Les professionnels de l'immobilier constatent une contraction de 20% des transactions dans l'ancien

Les professionnels de l'immobilier constatent une contraction de 20% des transactions dans l'ancien - -

L’augmentation de la taxe sur les plus-values des résidences non principales est largement commentée au congrès de la Fnaim qui a démarré ce lundi 12 décembre. Les agents craignent qu’elle renforce la contraction du marché.

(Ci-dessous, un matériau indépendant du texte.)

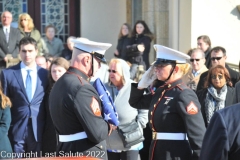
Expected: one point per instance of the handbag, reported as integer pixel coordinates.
(131, 134)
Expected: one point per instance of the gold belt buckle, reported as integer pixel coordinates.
(154, 135)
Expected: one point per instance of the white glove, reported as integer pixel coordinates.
(147, 78)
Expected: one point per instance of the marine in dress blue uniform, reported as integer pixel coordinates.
(75, 106)
(174, 111)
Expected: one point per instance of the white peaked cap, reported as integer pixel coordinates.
(88, 46)
(165, 54)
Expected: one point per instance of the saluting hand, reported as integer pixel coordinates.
(147, 78)
(112, 127)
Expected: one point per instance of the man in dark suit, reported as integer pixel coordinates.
(9, 39)
(25, 84)
(222, 138)
(218, 57)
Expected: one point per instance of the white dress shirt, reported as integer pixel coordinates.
(33, 74)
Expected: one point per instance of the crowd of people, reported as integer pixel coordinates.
(181, 106)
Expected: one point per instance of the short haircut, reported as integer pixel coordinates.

Les députés ont voté le texte le 7 décembre: la taxation sur les plus-values va être étendue aux résidences non-principales, en particulier les résidences secondaires. Dans un contexte de baisse générale des ventes, cette annonce inquiète les agents immobiliers réunis au congrès de la Fnaim les 10 et 11 décembre 2012.

Les professionnels de l’immobilier constatent que depuis le début de l’année, les transactions dans l’ancien ont reculé de 20%, ce qui a selon eux occasionné la perte de 10 000 emplois dans le secteur.

Cécile Duflot venue défendre la surtaxe des plus-values

Le président de la Fédération nationale de l'immobilier s’inquiète ainsi que la décision du gouvernement n’est pour conséquence de "geler encore plus le marché car les gens ne savent plus où ils en sont avec toutes les annonces de réformes fiscales".

Les parlementaires ont voté vendredi en faveur d’un amendement qui prévoit de taxer plus fortement les plus-values réalisées à la vente des résidences hors-principale. Taxées à 19% jusqu’à maintenant, elles le seront à 21% à partir de 50 000 euros, de 22% dès 100 000 euros et de 25% au-delà de 250 000 euros.

Des abattements devraient être appliqués en fonction de la durée de détention, et une exonération totale est prévue après 30 ans de détention.

Invitée à l’ouverture du congrès, la ministre du Logement, Cécile Duflot, a défendu cette mesure. Elle assure qu’elle ne constituait pas une "spoliation", mais qu’elle répare "une injustice" en ce que les plus-values immobilières constituent selon elle "l'un des facteurs essentiels, peut-être même le premier, de l'explosion des inégalités de patrimoines entre les ménages modestes et les plus fortunés".